趁热打铁,又刷了一道中档题,感觉难度还行,下面就和大家来分享一下经验吧!
题目如下:
Given a singly linked list, group all odd nodes together followed by the even nodes. Please note here we are talking about the node number and not the value in the nodes.
You should try to do it in place.

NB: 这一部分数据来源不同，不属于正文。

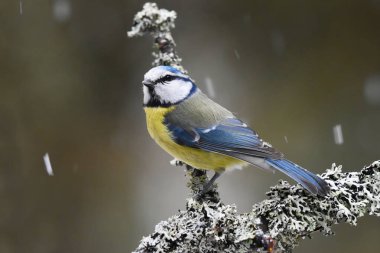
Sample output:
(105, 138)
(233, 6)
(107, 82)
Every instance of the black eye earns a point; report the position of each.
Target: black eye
(166, 78)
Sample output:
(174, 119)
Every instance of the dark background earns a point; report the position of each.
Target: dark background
(70, 86)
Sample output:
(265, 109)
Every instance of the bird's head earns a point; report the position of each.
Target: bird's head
(165, 86)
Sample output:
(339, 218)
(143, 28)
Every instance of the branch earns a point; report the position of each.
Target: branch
(277, 223)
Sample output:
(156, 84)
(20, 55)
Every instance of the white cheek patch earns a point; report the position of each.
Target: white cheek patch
(174, 91)
(146, 94)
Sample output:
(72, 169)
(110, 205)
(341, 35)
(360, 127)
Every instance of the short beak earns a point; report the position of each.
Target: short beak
(148, 84)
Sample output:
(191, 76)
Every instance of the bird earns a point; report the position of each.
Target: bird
(199, 132)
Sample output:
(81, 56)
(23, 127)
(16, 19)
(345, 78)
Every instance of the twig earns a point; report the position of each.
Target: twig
(275, 224)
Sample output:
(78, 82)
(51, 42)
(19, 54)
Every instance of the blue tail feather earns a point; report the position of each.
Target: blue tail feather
(310, 181)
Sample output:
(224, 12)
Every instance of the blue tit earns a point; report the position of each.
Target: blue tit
(203, 134)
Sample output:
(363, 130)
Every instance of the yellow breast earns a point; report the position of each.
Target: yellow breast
(195, 157)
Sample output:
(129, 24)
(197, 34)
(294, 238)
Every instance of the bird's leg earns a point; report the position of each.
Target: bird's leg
(207, 186)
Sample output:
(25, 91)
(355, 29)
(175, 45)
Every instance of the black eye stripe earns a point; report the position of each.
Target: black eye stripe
(166, 78)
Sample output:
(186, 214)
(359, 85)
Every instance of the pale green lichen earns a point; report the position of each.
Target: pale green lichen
(289, 214)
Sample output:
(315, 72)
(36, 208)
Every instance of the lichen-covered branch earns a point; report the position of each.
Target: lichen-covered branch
(158, 23)
(275, 224)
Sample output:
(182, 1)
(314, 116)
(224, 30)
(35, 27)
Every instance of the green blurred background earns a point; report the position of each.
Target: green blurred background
(70, 86)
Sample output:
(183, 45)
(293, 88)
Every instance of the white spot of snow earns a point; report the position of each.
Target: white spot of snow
(210, 87)
(338, 134)
(48, 167)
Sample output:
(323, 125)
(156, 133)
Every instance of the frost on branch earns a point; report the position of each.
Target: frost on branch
(276, 224)
(158, 23)
(289, 214)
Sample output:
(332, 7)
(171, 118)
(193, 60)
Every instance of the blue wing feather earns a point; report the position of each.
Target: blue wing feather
(233, 138)
(310, 181)
(229, 137)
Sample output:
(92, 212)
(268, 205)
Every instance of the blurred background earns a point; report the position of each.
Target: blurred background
(70, 86)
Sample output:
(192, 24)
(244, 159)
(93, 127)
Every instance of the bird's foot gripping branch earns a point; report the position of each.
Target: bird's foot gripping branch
(277, 223)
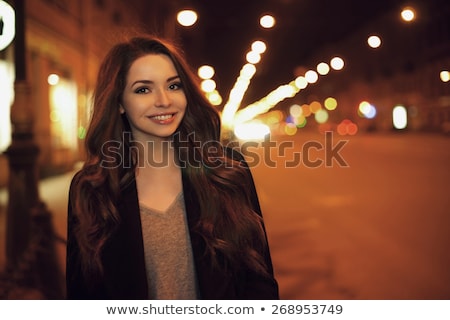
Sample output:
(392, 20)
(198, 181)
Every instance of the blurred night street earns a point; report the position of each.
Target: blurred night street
(376, 229)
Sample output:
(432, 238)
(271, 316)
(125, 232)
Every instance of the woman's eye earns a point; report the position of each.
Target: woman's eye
(142, 90)
(175, 86)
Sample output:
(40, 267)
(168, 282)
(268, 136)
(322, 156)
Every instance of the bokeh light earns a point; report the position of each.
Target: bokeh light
(399, 117)
(374, 41)
(267, 21)
(408, 14)
(187, 17)
(205, 72)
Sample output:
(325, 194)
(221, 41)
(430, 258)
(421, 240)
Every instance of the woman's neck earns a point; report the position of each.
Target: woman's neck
(156, 154)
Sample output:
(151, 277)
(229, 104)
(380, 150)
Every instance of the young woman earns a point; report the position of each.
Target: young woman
(160, 210)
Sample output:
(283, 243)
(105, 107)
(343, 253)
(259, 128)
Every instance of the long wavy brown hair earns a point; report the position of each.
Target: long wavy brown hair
(232, 230)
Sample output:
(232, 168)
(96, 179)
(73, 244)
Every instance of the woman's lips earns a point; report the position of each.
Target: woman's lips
(165, 118)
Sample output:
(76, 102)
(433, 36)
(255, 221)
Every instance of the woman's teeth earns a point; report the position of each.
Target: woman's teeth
(162, 117)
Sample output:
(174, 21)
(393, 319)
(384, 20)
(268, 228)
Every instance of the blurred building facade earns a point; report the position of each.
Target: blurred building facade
(65, 41)
(404, 71)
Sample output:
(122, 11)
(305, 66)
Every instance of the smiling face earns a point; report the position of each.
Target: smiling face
(153, 99)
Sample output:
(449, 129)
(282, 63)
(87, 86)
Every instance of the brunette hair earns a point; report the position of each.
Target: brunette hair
(232, 230)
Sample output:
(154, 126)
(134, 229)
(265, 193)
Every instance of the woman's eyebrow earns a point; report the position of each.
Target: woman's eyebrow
(151, 82)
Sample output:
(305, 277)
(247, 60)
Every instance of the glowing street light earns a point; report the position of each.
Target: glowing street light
(267, 21)
(408, 14)
(187, 17)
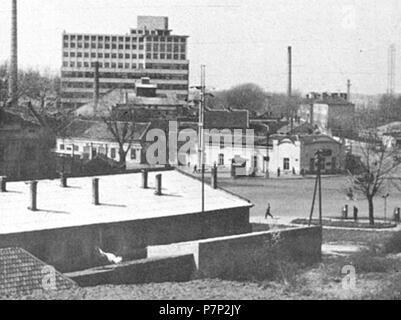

The program should run in O(1) space complexity and O(nodes) time complexity.
Example 1:
Input: 1->2->3->4->5->NULL
Output: 1->3->5->2->4->NULL
Example 2:
Input: 2->1->3->5->6->4->7->NULL
Output: 2->3->6->7->1->5->4->NULL
Note:
The relative order inside both the even and odd groups should remain as it was in the input.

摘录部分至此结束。